The prevailing wisdom that the Arabs are predominantly anti-Western is, in my opinion, a misconception that is propagated by those who benefit from it most.  Over the past few years I have written many posts about my life in the UK under the title London Papers and these semi-memoirs have been very popular with my followers, as I was presenting a different view of the West that goes against the usual rhetoric.  I found that there is a genuine interest in understanding the “West”.  People are truly attentive when hearing a different story that challenges long-established views.  There is a thirst or hunger to see the West as it was experienced by someone they trust as opposed to hearing the same old bullshit.

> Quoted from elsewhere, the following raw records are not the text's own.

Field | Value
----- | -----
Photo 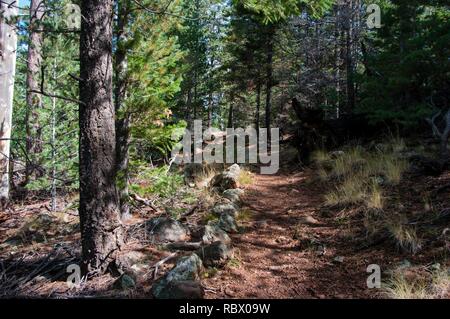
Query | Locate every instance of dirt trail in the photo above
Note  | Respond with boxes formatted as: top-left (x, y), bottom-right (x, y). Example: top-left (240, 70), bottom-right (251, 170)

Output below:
top-left (205, 172), bottom-right (374, 298)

Just over two weeks ago I began to write posts about T E Lawrence, General Allenby and others in connection with the Great Arab Revolt during World War I.  Once again I was surprised at the interest in the subject.  Without doubt, the Arab Revolt continues to provoke nostalgic feelings amongst my readers and a belief that Allenby, Lawrence and the British in general betrayed the Arabs.  However, there is more to it than that.  There is genuine interest in revisiting and re-examining our views of the West.  The hardliners don’t want that and may see this as a betrayal of the Cause.  The old emotional rhetoric used by extremists is no longer persuasive and people are willing to lend their ears to new voices.  The old clichés are not as convincing as they used to be.  Arabs are willing to hear that T E Lawrence should not be written off as another spy; that maybe Allenby was more sympathetic to the Arab Revolt than historians have suggested; and that maybe the fact that he delayed his army’s march to Damascus was a genuine gesture to give Prince Faisal, later King of Iraq, a good chance to claim it and the whole of Syria as a land liberated by the Arabs for the Arabs.